Protests over the past two months spearheaded by anti-government activists against a proposed bill that would allow people to be extradited from the city to stand trial in courts in mainland China have grown increasingly violent.
A march on Saturday against an assault the previous weekend by suspected triad gang members ended in violent turmoil as riot police waded in to disperse crowds.
On Sunday, a peaceful gathering in a park in the city's central business district rapidly morphed into a march, as tens of thousands of black-clad protesters set off in several directions, clogging up major thoroughfares.
Thousands of people headed east, towards the shopping district of Causeway Bay, while another large contingent headed west, towards the Chinese government's representative office, known as the Central Government Liaison Office.
There, hundreds of riot police blocked activists from advancing towards the building, which had been heavily fortified with barricades after it was surrounded and defaced a week earlier.

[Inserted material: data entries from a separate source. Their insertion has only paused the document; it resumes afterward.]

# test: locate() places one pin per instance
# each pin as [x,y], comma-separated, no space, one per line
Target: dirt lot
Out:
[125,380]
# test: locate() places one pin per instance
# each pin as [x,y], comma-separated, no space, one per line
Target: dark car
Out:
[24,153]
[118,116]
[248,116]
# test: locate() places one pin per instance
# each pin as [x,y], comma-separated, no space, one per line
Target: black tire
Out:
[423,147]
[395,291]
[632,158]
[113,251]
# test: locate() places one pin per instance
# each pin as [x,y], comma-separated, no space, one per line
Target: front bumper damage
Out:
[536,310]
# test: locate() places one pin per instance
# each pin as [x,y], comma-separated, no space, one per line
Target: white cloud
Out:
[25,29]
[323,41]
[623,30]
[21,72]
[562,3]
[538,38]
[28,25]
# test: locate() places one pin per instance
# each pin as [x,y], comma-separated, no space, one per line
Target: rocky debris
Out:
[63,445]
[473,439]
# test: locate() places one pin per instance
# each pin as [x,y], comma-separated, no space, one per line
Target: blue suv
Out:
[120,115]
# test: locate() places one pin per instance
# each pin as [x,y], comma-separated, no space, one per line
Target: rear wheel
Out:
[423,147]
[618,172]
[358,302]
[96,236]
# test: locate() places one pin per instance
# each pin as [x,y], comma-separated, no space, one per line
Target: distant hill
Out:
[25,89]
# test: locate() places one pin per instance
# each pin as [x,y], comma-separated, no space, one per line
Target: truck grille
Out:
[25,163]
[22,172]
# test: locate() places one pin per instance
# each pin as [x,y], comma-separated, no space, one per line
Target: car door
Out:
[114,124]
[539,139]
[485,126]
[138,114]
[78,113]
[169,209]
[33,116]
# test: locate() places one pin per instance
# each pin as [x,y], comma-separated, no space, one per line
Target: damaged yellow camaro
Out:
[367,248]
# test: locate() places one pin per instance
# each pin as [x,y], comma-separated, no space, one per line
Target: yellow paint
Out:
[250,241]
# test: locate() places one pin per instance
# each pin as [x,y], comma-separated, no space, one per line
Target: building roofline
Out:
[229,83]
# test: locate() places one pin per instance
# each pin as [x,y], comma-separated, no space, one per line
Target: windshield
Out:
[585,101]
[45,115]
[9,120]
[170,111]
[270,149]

A clear plastic shield had been erected around a national emblem above its front doors.
As the crowds surged, hundreds of riot police with shields advanced, firing rounds of tear gas, rubber bullets and sponge grenades - a crowd-control weapon - at protesters, sending clouds of acrid, burning smoke through the streets.

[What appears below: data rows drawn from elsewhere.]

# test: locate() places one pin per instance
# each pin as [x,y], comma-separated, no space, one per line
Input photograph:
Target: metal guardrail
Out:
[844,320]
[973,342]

Some protesters were on their knees choking as ambulances raced to take away the injured.
The mostly young activists in hard hats, gas masks and body armor dug in, dismantling street signs and fences which they used to form makeshift barricades to slow police advances.
Many hit metallic surfaces with sticks to create an ominous drum beat that echoed down the streets.

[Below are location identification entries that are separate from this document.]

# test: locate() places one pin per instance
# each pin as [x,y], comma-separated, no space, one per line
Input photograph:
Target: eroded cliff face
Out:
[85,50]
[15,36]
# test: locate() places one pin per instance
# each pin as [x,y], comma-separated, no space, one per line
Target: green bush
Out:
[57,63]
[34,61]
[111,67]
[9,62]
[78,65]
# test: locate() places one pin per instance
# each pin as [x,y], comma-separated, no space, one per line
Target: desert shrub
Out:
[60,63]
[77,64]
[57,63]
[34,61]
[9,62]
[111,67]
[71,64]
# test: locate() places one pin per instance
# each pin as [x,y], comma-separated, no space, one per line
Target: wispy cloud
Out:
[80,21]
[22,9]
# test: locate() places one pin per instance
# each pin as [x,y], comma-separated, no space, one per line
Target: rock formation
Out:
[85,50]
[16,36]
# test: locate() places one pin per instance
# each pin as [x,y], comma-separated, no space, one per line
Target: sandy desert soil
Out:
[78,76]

China's Liaison Office, a potent symbol of Beijing's rule over the city since Hong Kong returned from British to Chinese rule in 1997, has become a target for growing ranks of increasingly emboldened youngsters, angry at China's tightening grip on the city's freedoms.
Under a "one country, two systems" formula instituted as part of China's sovereignty, the city was promised wide-ranging freedoms denied citizens in mainland China.
"We call this Hong Kong's age of revolution," said a masked protester who called himself K Lee. "This movement has been sparked by China's refusal to respect Hong Kong's freedoms, and the failure of authorities to listen to the people's voice."
After multiple weekends of unrest, the protests have continued to draw large and apparently growing ranks of protesters in increasingly violent stand-offs.
Protesters responded to police with bricks, eggs and sling shots, as well as home-made gas canisters and paint balls.